The goal is to convert the regression model into a classification model. We will create a binary target variable `is_high`, which indicates if the number of bikes is greater than 20.

#### 4.2. Data Preprocessing for Classification

In [27]:
# Create a binary target variable 'is_high'
df['is_high'] = df['number_of_bikes'].apply(lambda x: 1 if x > 20 else 0)

# Define features and target variable
X = df[['poi_rating', 'poi_latitude', 'poi_longitude']]
y = df['is_high']

# Split the data into training and test sets
X_train, X_test, y_train, y_test = train_test_split(X, y, test_size=0.2, random_state=42)

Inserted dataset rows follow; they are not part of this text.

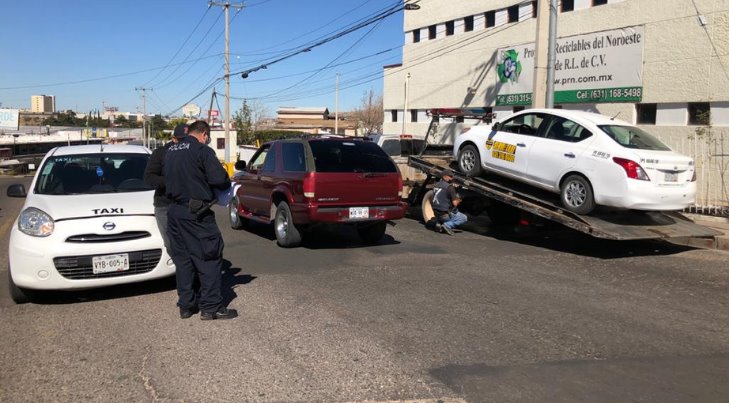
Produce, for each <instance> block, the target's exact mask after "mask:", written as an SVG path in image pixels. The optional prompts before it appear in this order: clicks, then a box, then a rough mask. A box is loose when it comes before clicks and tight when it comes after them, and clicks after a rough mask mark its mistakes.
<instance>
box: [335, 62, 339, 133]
mask: <svg viewBox="0 0 729 403" xmlns="http://www.w3.org/2000/svg"><path fill="white" fill-rule="evenodd" d="M334 134H339V73H337V84H336V88H335V90H334Z"/></svg>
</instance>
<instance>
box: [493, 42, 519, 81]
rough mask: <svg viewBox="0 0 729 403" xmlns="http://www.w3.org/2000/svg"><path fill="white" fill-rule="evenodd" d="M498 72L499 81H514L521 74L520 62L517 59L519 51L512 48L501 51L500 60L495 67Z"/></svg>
mask: <svg viewBox="0 0 729 403" xmlns="http://www.w3.org/2000/svg"><path fill="white" fill-rule="evenodd" d="M497 72H498V73H499V81H501V82H502V83H506V82H509V81H511V82H512V83H515V82H517V81H518V80H519V75H521V62H520V61H519V53H518V52H517V51H515V50H514V49H509V50H507V51H504V52H501V62H500V63H499V65H498V67H497Z"/></svg>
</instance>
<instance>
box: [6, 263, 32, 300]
mask: <svg viewBox="0 0 729 403" xmlns="http://www.w3.org/2000/svg"><path fill="white" fill-rule="evenodd" d="M8 288H9V289H10V298H11V299H12V300H13V302H15V303H16V304H25V303H28V302H30V301H31V300H32V298H33V292H32V291H31V290H26V289H24V288H20V287H18V286H17V285H15V282H14V281H13V275H12V274H10V268H8Z"/></svg>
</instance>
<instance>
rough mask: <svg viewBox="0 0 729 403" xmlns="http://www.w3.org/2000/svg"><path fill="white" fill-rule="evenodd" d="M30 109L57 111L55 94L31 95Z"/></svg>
mask: <svg viewBox="0 0 729 403" xmlns="http://www.w3.org/2000/svg"><path fill="white" fill-rule="evenodd" d="M30 110H31V112H33V113H53V112H55V111H56V96H55V95H33V96H31V97H30Z"/></svg>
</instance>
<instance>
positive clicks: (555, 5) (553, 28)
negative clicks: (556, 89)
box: [532, 0, 557, 108]
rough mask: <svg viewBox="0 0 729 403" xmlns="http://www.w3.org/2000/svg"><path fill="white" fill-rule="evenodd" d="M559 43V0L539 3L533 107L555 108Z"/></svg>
mask: <svg viewBox="0 0 729 403" xmlns="http://www.w3.org/2000/svg"><path fill="white" fill-rule="evenodd" d="M556 43H557V0H541V1H538V2H537V40H536V45H535V51H536V55H535V58H534V84H533V88H534V89H533V91H532V107H534V108H544V107H546V108H552V107H554V62H555V57H556V55H555V48H556Z"/></svg>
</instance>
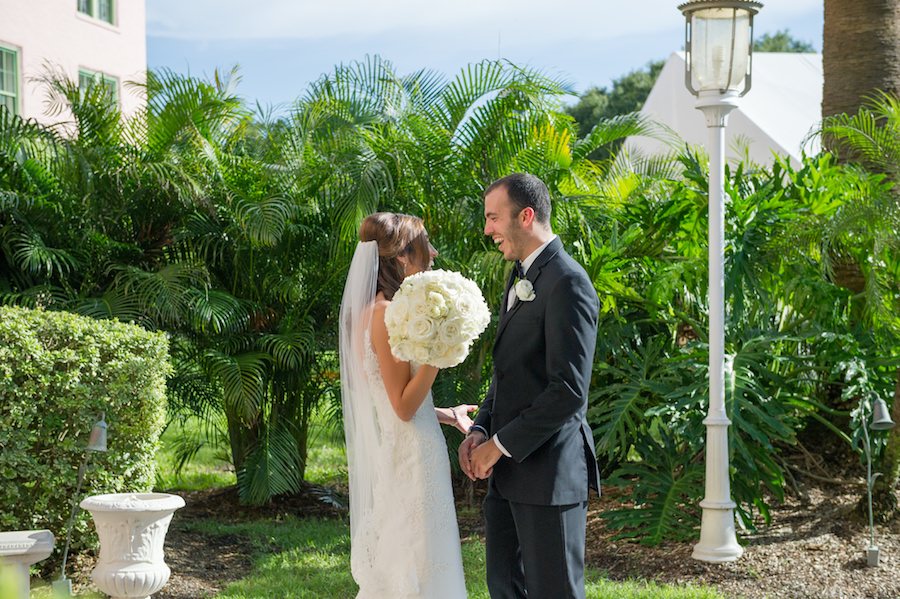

# Standardize the features
scaler = StandardScaler()
X_train = scaler.fit_transform(X_train)
X_test = scaler.transform(X_test)

#### 4.3. Fitting the Logistic Regression Model

In [28]:
# Train the Logistic Regression model
clf = LogisticRegression(random_state=42)
clf.fit(X_train, y_train)

# Use the model to make predictions
y_pred = clf.predict(X_test)

#### 4.4 Evaluating the Classification Model

In [29]:
# Calculate evaluation metrics
accuracy = accuracy_score(y_test, y_pred)
precision = precision_score(y_test, y_pred)
recall = recall_score(y_test, y_pred)
f1 = f1_score(y_test, y_pred)

# Print evaluation metrics
print(f"Accuracy: {accuracy}")
print(f"Precision: {precision}")
print(f"Recall: {recall}")
print(f"F1 Score: {f1}")

Accuracy: 0.8688524590163934
Precision: 0.75
Recall: 0.3
F1 Score: 0.42857142857142855


#### 4.5. Interpretation of Classification Metrics

- **Accuracy**: 87% (the model predicts correctly 87% of the time).
- **Precision**: 75% (75% of predicted positives were correct).
- **Recall**: 30% (the model only identifies 30% of all actual positives).
- **F1 Score**: 0.42 (low due to imbalance between precision and recall).

#### 5. Conclusion

- The regression model shows that `poi_latitude` and `poi_longitude` are significant predictors of the number of bikes, but the model only explains 37% of the variation.
- The logistic regression model provides reasonable accuracy (87%), but recall is low (30%). This suggests that while the model performs well overall, it struggles to identify all instances of high bike availability.